NEW FORMS OF MOBILISATION Feminist activists in South Africa are still setting the agenda for change. But the form of mobilisation has changed from a mass-based movement that functions on a
national level to localised, temporal movements. This results from the need for women to engage the democratic state on issues of legislation and policy. The Shukumisa Campaign around
gender-based violence and the Alliance for Rural Democracy are two such localised movements of alliance formation. They were characterised by the fact that they were of short duration but
involved intense mobilisation around legislation. Both were very successful as ways of keeping the state accountable to women. The two campaigns show that success on a national level is
connected to work done with women on a local level to inform the legislative and policy process. Women’s organisations are therefore also involved in a “politics of scale”, where local,
national and transnational organisations contribute to changing conditions of gender inequality. SOLIDARITY BEYOND BORDERS African women’s participation on a transnational level has become
an imperative for shifting the focus from local to global politics. The Feminist Dialogues preceding the World Social Forum of 2007 took place in Nairobi, Kenya. The first two dialogues in
2004 and 2005 focused on deepening the analysis on globalisation, fundamentalisms and militarism. In 2007 building and rebuilding feminist politics was prioritised.

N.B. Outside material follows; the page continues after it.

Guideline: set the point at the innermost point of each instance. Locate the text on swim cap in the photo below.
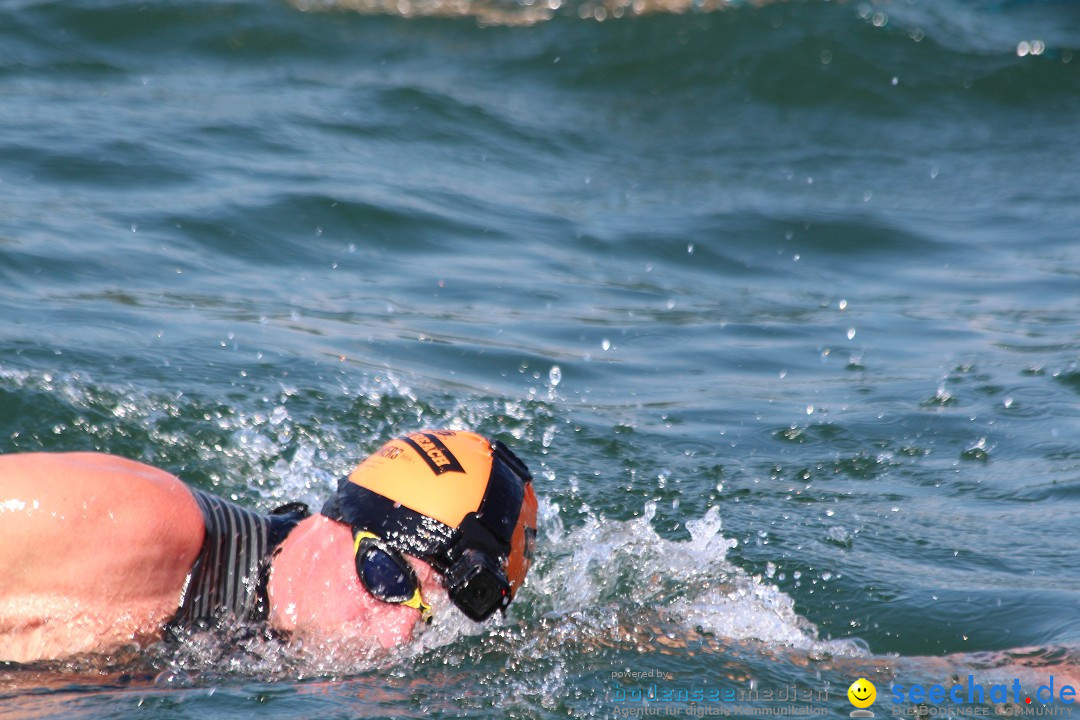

Two more sub-themes were
included that year. They were: * Feminist ways of working in different regions; and * Global feminist strategies for addressing fundamentalisms, neoliberal globalisation and militarism. The
importance of transnational mobilisation cannot be over-emphasised. Many efforts to improve women’s lives are derailed on a global level. Economic restructuring often contributes to the
feminisation of poverty where women represent a disproportionate percentage of the world’s poor. Feminism depends on women’s activism as expressed through mobilisation that will lead to
significant challenges to patriarchy.